I have some strings of roughly 100 characters and I need to detect if each string contains an unicode character. The final purpose is to check if some particular emojis are present, but initially I just want a filter that catches all emojis (as well as potentially other special characters). This method should be fast.
I've seen Python regex matching Unicode properties, but I cannot use any custom packages. I'm using Python 2.7. Thanks!
There is no point is testing 'if a string contains Unicode characters', because all characters in a string are Unicode characters. The Unicode standard encompasses all codepoints that Python supports, including the ASCII range (Unicode codepoints U+0000 through to U+007F).

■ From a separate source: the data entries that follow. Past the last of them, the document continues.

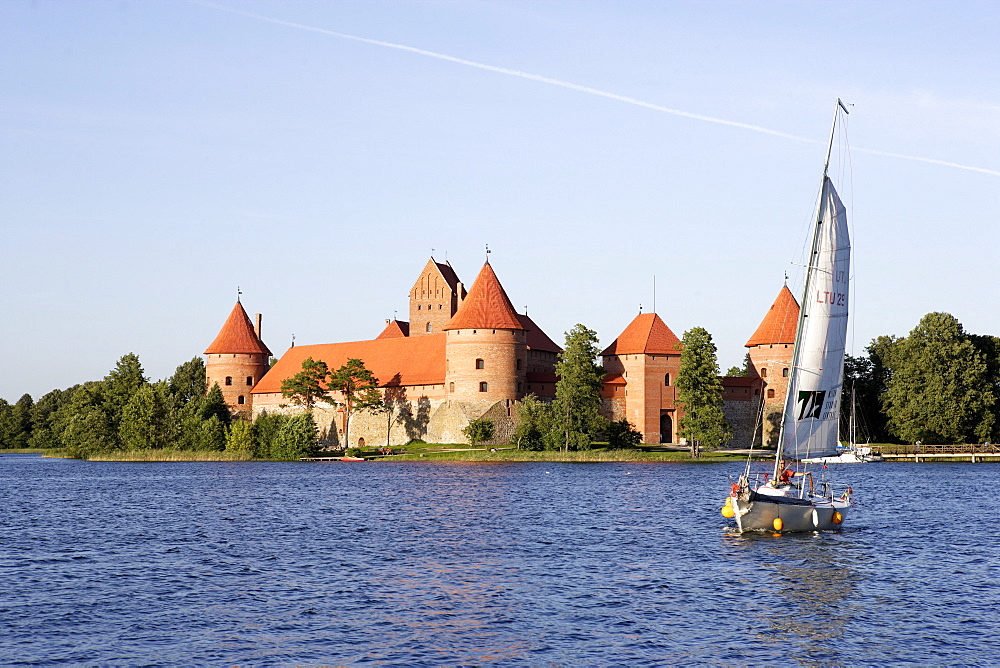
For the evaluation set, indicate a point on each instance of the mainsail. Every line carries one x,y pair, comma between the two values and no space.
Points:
812,408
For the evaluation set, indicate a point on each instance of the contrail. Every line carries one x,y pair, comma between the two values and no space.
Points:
577,87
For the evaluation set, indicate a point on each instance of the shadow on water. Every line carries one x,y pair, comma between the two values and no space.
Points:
804,595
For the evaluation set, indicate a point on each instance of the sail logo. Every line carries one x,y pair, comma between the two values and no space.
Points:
811,403
832,298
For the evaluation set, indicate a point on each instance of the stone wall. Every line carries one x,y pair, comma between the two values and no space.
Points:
742,418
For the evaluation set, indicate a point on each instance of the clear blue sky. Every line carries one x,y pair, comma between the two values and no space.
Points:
155,155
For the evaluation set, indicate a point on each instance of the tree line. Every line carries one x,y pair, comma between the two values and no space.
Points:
125,411
939,384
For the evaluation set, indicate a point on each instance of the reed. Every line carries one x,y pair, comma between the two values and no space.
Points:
171,455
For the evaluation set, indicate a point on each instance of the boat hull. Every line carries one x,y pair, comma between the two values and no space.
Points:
760,515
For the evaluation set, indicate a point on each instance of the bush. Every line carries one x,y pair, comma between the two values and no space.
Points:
623,436
479,431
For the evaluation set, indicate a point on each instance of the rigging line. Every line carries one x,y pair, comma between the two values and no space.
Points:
576,87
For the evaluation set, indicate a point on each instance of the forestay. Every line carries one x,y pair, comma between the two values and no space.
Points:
812,410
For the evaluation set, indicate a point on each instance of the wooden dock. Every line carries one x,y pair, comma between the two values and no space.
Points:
972,452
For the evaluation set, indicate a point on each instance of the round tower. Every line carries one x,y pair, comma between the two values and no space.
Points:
770,350
486,349
237,359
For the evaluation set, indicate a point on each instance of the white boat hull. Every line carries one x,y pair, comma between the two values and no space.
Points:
816,514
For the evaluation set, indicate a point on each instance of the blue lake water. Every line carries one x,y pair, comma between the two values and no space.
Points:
443,564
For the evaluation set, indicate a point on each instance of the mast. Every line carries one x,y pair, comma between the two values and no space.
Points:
806,288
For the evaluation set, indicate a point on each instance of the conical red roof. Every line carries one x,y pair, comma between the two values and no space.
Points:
646,334
780,323
486,306
237,335
394,329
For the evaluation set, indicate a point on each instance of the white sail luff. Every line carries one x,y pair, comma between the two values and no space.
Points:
811,420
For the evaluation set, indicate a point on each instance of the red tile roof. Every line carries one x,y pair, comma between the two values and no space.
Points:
395,329
418,360
780,323
648,334
486,307
447,273
237,335
535,337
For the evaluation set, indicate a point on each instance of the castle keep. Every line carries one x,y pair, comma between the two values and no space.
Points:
467,354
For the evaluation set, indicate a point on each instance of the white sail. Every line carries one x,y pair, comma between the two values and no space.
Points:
812,410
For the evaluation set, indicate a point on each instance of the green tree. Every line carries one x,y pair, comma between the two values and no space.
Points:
46,431
189,381
306,387
120,385
214,404
211,434
534,420
240,437
623,436
479,431
147,421
297,437
939,389
86,427
15,423
866,379
578,391
266,428
699,392
358,388
8,428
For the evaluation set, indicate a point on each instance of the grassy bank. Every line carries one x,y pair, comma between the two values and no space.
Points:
171,455
463,453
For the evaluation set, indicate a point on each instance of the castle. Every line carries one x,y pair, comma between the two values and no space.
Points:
467,354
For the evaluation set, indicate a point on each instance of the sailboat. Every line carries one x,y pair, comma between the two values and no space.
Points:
791,497
853,453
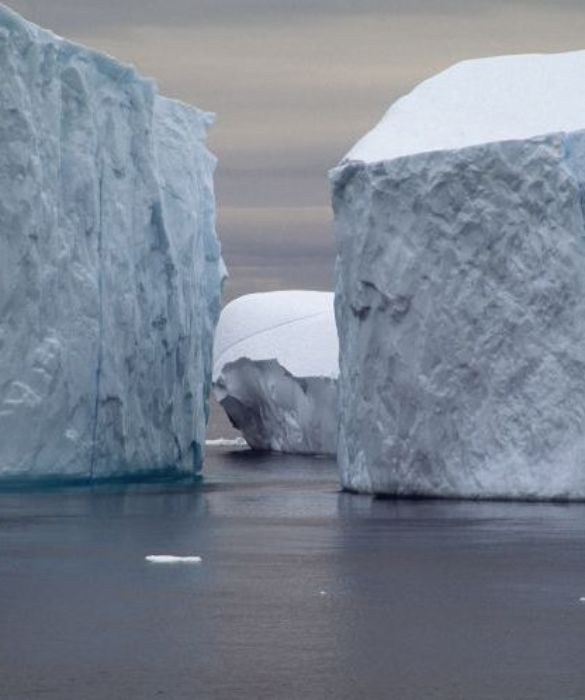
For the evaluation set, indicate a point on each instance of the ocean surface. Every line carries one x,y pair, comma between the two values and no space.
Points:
302,592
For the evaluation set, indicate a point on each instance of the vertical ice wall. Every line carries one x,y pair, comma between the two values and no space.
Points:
110,268
461,288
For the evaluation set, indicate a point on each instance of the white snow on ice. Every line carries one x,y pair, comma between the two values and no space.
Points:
227,442
297,328
171,559
481,101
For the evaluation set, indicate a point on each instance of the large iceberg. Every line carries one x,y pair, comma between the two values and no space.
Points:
110,268
275,370
460,294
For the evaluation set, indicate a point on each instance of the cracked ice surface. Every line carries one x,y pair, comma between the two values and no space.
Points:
110,267
461,288
275,370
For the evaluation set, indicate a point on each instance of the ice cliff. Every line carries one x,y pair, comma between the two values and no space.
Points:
275,370
460,294
110,267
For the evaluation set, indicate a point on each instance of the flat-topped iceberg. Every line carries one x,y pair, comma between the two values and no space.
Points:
110,267
275,370
460,293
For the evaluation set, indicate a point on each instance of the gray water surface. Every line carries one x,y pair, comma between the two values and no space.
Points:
303,592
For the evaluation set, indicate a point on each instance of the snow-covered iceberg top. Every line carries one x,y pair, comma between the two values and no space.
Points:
481,101
294,327
460,287
110,267
275,370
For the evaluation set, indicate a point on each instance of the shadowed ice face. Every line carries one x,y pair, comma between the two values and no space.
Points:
295,83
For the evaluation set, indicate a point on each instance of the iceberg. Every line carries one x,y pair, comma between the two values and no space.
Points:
275,370
110,268
460,290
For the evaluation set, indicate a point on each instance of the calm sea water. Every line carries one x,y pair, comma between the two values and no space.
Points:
303,592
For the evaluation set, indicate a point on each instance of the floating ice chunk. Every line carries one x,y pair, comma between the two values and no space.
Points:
227,442
110,267
172,559
275,370
460,291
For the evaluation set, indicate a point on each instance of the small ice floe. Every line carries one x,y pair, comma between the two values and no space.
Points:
227,442
171,559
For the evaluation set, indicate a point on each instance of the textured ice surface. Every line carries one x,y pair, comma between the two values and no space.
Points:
275,370
461,297
109,265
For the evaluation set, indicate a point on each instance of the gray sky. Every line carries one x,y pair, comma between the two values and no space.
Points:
294,84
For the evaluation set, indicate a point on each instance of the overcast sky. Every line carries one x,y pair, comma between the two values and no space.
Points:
294,84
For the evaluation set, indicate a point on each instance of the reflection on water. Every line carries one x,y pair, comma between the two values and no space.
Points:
303,592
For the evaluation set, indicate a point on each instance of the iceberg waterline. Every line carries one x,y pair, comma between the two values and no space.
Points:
110,268
460,290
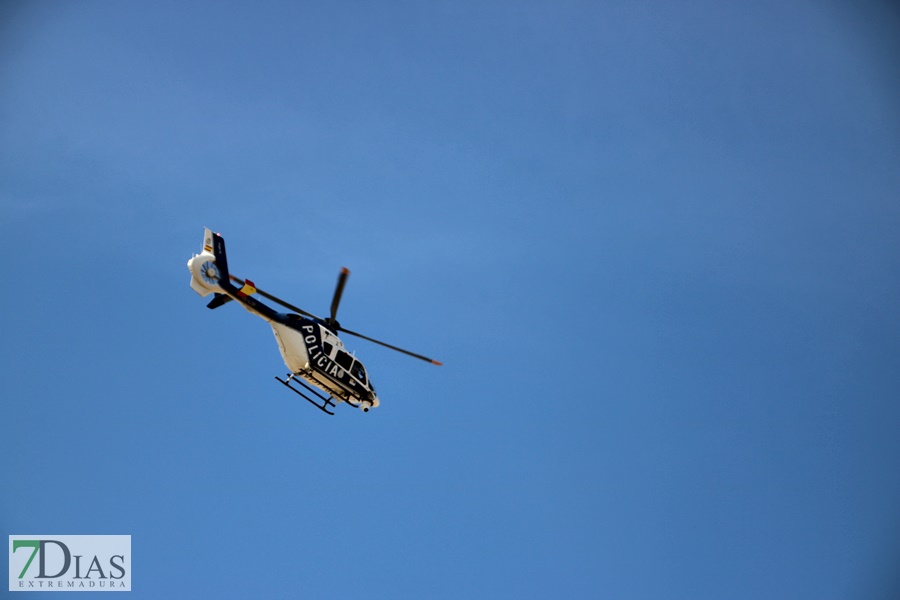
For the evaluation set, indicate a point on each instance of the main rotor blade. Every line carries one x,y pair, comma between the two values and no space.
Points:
386,345
338,292
277,300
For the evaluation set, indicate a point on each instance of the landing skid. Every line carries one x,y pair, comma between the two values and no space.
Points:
326,401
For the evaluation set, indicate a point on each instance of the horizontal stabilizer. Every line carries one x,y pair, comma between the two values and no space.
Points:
218,301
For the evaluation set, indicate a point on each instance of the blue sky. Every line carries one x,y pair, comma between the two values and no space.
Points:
655,245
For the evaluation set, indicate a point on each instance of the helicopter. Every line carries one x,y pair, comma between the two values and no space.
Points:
321,370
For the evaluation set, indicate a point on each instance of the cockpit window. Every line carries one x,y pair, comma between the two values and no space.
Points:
344,359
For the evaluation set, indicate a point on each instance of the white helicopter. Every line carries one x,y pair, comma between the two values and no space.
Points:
311,349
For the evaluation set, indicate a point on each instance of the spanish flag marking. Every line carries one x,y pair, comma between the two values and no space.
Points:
248,289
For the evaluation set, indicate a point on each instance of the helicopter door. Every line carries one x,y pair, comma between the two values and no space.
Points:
359,372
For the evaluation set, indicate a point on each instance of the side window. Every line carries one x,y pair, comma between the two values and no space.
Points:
359,372
344,359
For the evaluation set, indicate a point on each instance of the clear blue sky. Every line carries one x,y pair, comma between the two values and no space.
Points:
656,245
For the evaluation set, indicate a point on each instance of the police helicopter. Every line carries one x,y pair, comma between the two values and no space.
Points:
321,370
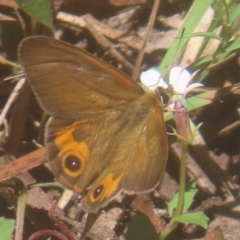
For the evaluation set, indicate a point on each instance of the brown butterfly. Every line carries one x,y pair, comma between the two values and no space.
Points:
105,134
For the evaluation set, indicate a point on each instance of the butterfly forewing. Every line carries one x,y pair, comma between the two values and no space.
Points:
105,134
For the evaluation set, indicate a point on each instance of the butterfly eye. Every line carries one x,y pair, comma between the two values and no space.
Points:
97,192
73,163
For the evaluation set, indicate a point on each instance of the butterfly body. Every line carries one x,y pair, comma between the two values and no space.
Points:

If you want to test for Emoji code, test for specific ranges, as outlined by the Unicode Emoji class specification:
re.compile( u'[\u231A-\u231B\u2328\u23CF\23E9-\u23F3...\U0001F9C0]', flags=re.UNICODE)
where you'll have to pick and choose what codepoints you consider to be Emoji. I personally would not include U+0023 NUMBER SIGN in that category for example, but apparently the Unicode standard does.
Note: To be explicit, the above expression is not complete. There are 209 separate entries in the Emoji category and I didn't feel like writing them all out.
Another note: the above uses a
\Uhhhhhhhh wide Unicode escape sequence; its use is only supported in a regex pattern in Python 3.3 and up, or in a wide (UCS-4) build for earlier versions of Python. For a narrow Python build, you'll have to match on surrogate pairs for codepoints over U+FFFF.